With the tears of laughter filling his eyes he continued: “Old Socrates told me that during his brief encounter with Anytus’s son, he found the young man not lacking in spirit!” More belly-splitting laughter. His laughter now sounded like a thousand togas being torn.
“You are just kidding? Right?” I managed these words with a chin still hanging on my chest.
“No, I am afraid not. You see, us Greeks, we invented many things. Sex … we invented sex too. But it was the Italians who introduced women to it”.

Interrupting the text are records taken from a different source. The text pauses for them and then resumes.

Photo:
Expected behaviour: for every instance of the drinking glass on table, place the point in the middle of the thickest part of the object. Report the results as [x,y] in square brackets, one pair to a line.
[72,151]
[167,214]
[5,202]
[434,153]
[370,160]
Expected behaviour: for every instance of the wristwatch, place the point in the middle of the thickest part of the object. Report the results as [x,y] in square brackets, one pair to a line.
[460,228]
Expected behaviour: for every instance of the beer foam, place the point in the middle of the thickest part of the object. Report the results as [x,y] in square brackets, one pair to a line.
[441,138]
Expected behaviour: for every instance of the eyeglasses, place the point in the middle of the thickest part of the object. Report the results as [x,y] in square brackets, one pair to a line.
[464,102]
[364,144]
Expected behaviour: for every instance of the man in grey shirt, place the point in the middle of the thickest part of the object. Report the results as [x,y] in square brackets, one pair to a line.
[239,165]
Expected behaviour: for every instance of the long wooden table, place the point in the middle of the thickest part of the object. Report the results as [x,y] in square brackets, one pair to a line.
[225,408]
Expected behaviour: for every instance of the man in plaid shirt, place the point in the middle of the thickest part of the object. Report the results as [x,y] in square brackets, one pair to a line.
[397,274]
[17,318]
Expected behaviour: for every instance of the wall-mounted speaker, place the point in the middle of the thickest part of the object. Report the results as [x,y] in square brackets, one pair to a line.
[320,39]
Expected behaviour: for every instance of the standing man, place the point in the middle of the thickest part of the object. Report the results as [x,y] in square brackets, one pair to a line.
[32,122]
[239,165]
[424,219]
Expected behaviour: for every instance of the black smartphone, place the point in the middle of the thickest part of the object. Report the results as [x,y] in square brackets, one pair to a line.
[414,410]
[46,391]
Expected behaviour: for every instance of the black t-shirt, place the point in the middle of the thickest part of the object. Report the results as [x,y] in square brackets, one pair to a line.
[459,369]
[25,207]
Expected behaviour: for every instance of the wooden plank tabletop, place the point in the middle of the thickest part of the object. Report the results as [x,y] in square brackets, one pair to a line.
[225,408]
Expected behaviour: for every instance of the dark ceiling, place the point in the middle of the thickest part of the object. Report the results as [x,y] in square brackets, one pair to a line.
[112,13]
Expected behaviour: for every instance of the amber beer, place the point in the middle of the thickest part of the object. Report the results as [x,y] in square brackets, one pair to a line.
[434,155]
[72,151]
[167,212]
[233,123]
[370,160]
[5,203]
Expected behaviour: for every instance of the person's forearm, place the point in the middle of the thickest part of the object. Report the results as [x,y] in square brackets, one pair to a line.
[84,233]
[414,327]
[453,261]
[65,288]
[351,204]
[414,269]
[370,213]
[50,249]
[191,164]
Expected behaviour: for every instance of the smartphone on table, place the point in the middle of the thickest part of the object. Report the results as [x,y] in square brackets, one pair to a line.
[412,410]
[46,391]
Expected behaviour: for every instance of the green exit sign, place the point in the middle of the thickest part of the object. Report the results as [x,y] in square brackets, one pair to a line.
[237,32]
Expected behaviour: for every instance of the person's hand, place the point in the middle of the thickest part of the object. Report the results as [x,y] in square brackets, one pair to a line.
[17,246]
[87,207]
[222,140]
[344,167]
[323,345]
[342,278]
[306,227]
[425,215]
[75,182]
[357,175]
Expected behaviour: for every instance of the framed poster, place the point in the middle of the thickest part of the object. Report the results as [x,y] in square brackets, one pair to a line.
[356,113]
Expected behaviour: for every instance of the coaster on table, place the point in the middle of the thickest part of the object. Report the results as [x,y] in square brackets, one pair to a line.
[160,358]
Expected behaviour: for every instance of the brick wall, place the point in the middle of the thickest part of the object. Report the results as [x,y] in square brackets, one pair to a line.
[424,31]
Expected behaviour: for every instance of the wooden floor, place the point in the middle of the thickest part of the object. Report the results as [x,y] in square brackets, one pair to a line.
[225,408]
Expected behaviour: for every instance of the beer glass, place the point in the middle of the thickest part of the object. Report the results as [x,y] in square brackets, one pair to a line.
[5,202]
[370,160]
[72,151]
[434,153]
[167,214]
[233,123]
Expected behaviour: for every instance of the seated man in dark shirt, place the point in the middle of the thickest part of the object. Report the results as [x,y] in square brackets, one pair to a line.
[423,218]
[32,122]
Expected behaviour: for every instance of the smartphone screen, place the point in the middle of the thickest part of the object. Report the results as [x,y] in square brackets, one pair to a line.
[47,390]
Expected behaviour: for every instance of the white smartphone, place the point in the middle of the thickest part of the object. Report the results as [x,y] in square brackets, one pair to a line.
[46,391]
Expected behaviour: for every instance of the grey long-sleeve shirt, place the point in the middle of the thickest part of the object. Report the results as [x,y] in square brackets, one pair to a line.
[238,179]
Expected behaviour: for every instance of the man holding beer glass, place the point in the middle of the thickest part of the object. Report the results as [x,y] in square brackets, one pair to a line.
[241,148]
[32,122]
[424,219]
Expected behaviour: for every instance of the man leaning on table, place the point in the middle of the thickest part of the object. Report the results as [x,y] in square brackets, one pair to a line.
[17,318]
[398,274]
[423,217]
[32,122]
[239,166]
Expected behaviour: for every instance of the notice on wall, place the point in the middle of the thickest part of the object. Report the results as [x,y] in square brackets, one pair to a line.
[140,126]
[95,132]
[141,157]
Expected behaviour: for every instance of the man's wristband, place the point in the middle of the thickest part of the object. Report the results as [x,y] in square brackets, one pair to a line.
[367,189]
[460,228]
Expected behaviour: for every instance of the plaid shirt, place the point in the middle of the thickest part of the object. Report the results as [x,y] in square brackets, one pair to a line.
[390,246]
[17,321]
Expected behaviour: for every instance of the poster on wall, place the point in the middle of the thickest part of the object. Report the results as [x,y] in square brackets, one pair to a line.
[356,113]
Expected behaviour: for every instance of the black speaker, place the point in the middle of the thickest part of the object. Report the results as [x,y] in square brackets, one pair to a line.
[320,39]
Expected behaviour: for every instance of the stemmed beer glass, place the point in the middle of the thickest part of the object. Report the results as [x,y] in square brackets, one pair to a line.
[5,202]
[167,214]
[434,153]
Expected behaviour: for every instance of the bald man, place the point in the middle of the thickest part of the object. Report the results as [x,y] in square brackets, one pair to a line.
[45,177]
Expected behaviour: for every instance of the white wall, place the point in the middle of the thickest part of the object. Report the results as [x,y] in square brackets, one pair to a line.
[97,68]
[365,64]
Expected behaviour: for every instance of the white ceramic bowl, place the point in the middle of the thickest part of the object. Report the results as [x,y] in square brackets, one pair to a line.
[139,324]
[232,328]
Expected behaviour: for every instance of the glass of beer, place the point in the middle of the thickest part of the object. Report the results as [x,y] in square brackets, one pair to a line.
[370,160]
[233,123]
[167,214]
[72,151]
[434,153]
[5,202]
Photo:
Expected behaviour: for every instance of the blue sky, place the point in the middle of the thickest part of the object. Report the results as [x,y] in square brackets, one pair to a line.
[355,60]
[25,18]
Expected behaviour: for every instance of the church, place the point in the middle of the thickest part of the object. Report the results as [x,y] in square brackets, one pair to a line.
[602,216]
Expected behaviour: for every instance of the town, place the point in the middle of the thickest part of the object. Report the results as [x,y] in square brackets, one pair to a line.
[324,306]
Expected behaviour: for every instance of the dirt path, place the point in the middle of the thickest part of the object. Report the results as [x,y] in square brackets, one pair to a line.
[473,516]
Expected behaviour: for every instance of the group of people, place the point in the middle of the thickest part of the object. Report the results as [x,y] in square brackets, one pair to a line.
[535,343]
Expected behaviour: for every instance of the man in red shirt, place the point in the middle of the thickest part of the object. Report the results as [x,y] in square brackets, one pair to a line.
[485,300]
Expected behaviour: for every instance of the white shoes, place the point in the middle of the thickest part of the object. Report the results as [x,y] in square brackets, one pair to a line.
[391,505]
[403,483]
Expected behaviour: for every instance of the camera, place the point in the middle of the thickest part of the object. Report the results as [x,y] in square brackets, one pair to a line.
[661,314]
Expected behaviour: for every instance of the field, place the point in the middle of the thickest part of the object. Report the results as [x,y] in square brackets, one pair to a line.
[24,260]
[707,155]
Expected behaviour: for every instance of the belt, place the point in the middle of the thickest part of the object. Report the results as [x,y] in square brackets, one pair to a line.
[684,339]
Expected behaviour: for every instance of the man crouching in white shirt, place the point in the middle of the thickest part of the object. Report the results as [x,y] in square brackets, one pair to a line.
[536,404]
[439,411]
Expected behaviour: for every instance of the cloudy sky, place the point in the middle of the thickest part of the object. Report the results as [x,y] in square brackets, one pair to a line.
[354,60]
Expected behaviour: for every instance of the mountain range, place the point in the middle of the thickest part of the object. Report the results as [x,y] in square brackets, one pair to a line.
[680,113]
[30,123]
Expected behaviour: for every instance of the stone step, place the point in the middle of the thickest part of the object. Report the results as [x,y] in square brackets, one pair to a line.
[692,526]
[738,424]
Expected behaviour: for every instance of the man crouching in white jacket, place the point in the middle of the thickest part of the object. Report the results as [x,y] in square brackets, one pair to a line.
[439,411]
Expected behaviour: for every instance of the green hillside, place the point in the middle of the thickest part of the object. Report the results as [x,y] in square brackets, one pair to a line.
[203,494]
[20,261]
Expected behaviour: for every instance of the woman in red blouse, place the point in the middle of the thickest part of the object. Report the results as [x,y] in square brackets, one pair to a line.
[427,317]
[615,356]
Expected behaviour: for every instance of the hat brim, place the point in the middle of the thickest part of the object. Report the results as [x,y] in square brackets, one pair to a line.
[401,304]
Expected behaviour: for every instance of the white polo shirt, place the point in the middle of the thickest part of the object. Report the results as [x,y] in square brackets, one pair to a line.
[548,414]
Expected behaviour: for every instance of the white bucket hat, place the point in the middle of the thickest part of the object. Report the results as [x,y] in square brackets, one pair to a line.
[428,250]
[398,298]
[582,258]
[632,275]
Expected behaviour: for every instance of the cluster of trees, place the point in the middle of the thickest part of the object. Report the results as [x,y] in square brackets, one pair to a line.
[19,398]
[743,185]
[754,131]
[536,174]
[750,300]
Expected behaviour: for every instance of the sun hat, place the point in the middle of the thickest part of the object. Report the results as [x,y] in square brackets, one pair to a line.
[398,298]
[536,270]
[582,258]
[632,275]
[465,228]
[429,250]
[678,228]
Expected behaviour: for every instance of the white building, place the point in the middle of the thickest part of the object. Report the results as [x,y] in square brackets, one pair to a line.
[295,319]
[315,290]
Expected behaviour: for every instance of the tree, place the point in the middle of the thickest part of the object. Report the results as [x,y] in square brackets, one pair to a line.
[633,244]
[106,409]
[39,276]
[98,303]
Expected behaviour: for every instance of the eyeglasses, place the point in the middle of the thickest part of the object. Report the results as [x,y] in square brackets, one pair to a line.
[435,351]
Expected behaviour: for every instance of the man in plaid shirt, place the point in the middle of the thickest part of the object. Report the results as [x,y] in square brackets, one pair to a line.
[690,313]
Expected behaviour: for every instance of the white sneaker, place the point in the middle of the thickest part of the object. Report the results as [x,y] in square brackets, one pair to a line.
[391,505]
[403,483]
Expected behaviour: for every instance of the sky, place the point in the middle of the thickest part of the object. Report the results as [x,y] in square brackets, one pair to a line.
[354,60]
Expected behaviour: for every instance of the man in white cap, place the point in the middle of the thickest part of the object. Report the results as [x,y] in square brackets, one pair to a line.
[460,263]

In that moment, I abandoned the common practice of drinking wine by the glass. For the truth dissolves a little every time it gets poured into a new container. It is only pure when swallowed straight from the bottle.
The sun was about to rise as I watched him walking down Dorp street, turning left at the intersection to go Somerset West way. Disappearing into the morning mist of my tired mind.
It was time to reflect with a samoosa or two.
And in a few hours I had to take that philosophy test. I was confident. How else? I had drunk from the bottle of truth.